А этого, моя юная коллега, нужно добиться. Я далеко не все нахожу правильным и не со всем согласен, что мы делаем, дабы удерживать достигнутое, иную кампанию можно бы провести иначе, а то и вообще не затевать ее, но я преклоняюсь перед достижениями директора Штребелова.
Да, вот как все противоречиво. Может, наши отношения сложились бы иначе, если бы Герберт Кеене, которого я люблю и к которому ты, как я знаю, тоже хорошо относишься, если бы Герберт не поспешил задраить люки. Да, именно это он сделал. Сурово сказано? Разумеется. Но я понимаю Герберта. Как учитель, он работает с полной отдачей, в нашей области он собаку съел, знает, как надо работать, и добивается, без сомнения, успехов.
В первые же дни в этой школе я почувствовал его повышенный интерес ко мне или моей работе. Было даже забавно наблюдать, как он вторгается в мою работу. Поначалу я не знал, как это понимать. Его что, обязали следить за мной? Или он хотел положить меня на обе лопатки? Очень скоро, однако, я почувствовал: это что-то другое, скорее любознательность творческого человека. Герберт Кеене, хоть он из поколения, скорого на добрые советы молодым, сам хочет чему-то научиться, интересуется, как я подхожу к решению тех или иных вопросов.
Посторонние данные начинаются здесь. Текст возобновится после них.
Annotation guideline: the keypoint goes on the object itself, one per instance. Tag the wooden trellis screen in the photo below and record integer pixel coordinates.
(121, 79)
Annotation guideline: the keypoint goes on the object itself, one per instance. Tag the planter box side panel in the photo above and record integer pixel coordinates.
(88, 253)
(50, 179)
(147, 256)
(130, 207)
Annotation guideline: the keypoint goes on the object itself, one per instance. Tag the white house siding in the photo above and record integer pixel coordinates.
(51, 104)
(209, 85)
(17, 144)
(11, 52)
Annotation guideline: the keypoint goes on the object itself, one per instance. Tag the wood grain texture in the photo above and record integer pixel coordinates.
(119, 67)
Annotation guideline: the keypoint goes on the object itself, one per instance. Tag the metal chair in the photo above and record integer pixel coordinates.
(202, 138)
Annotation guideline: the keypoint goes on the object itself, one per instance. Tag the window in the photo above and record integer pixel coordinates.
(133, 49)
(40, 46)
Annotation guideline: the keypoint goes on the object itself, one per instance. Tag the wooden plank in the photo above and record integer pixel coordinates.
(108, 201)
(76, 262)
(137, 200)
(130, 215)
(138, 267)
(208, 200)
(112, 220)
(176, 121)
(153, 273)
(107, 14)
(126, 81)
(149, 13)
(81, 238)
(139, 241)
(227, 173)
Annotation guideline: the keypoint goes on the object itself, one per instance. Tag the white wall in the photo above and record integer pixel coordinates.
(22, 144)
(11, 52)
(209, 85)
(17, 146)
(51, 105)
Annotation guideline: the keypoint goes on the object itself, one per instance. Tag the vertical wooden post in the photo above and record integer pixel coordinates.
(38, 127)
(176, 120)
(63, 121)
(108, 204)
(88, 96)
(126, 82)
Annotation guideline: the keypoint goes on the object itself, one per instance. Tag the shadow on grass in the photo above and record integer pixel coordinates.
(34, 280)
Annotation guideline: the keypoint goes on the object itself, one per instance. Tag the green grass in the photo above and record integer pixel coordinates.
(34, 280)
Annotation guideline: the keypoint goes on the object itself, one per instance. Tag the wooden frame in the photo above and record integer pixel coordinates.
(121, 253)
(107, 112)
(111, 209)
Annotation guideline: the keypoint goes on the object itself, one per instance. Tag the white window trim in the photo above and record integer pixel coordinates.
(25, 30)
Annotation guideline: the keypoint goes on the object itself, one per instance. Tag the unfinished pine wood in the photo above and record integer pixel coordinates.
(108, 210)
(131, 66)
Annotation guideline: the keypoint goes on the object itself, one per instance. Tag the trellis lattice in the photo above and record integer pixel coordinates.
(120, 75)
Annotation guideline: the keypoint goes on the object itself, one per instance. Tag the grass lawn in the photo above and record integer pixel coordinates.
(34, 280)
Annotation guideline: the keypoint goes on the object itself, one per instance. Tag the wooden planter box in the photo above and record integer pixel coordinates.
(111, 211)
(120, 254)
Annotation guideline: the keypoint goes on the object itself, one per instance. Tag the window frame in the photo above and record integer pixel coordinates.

На этой основе и возникла наша — что ж, назовем это так — дружба. Кое-что, однако, мне не по душе. Герберт Кеене — один из заместителей директора, и это, безусловно, ответственный пост. Но слишком уж он осторожный, не принимает, а может, научился не принимать, чью-либо сторону. Я думаю, он делает это скорее неосознанно. Он преждевременно смирился, а может, недостаточно честолюбив для руководящей работы. Что же, и такое бывает. Возможно, у меня тоже нет особенно честолюбивых планов, но я полагаю, что справился бы с руководящей работой, если бы хотел или если бы мне довелось ею заняться. Слабое место Герберта в том, что он не слишком соответствует своей должности. Штребелову нужен помощник сильный, умеющий возразить, а не деликатный, уравновешенный коллега, ограничивающий себя обязанностями учителя и пренебрегающий обязанностями руководителя.